Io volevo solo dimenticare. Resettare il mio cervello a quella mattina quando il mio problema più grande era come trovare le parole per spiegare a Richard che avessi iniziato a provare qualcosa per qualcuno che non fosse lui. E anche in quell'occasione mi ero dimostrata essere una sciocca ragazzina che avrebbe provato a sistemare la situazione nel modo più pacifico possibile. Chissà fin dove sarei arrivata per mantenere immacolata la mia stupida integrità sentimentale e morale.
Forse era meglio così. Scoprire la verità mi aveva aiutato a sbarazzarmi della zavorra che mi portavo inconsapevole. Avevo capito su chi avessi potuto contare e chi abbandonare poiché non degno della mia fiducia. Non sarei incorsa più in alcun pericolo senza di loro. Sarei stata bene senza alcun dubbio. Lo sapevo, eppure...
Perché faceva così male?
Alla fine decisi di aprire gli occhi bloccando quel mio patetico tentativo di psicanalizzare la mia stessa situazione. Non ne potevo più del rimuginare del mio cuore afflitto.

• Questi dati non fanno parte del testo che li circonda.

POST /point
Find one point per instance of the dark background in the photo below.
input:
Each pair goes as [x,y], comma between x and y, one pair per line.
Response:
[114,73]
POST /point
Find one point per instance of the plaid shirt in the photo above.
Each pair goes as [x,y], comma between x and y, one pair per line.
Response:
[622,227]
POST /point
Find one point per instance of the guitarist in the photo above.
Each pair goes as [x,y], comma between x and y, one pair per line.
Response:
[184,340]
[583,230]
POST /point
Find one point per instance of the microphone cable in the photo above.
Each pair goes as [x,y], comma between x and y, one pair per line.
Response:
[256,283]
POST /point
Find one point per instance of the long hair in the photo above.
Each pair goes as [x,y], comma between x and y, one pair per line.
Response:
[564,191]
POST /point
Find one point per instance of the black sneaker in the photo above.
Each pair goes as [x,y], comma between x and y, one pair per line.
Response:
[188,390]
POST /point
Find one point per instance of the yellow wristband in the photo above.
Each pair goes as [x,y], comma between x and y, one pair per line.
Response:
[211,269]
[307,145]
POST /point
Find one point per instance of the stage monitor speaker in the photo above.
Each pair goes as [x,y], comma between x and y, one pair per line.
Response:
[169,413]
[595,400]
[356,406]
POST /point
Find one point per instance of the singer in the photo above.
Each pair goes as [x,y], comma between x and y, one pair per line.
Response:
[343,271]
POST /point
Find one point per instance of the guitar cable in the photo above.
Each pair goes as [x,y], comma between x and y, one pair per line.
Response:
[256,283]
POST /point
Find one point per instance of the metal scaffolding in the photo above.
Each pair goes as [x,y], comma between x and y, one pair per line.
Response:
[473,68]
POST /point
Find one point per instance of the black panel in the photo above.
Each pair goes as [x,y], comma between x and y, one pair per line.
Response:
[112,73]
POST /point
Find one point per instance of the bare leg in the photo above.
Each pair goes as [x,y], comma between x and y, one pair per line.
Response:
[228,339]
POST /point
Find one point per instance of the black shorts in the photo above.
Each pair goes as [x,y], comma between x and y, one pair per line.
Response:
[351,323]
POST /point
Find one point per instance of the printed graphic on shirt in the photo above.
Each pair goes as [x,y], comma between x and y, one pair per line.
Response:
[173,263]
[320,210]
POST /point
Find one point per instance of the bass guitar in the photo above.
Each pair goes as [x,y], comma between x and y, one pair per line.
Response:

Segno del destino, ma cosa scorsi non fece altro che aumentare il peso sul mio petto e attanagliare il mio respiro. Niente di più di un trancio di parete azzurra, niente di meno del momento in cui avevo toccato il cielo con un dito.
Lasciai che i ricordi prendessero il sopravvento ancora una volta ritornando a ventiquattro ore prima, quando Dylan era lì. Mi sentivo inevitabilmente compromessa a causa delle sue parole, del suo tocco e delle sue labbra. Mi morsi l'interno della guancia per evitare di continuare a fissare quella parete, abbassando fin da subito le palpebre. La mia saliva aveva un sapore ferroso.
Non ero riuscita a cogliere il momento quando avrei potuto ed era decisamente troppo tardi per quello.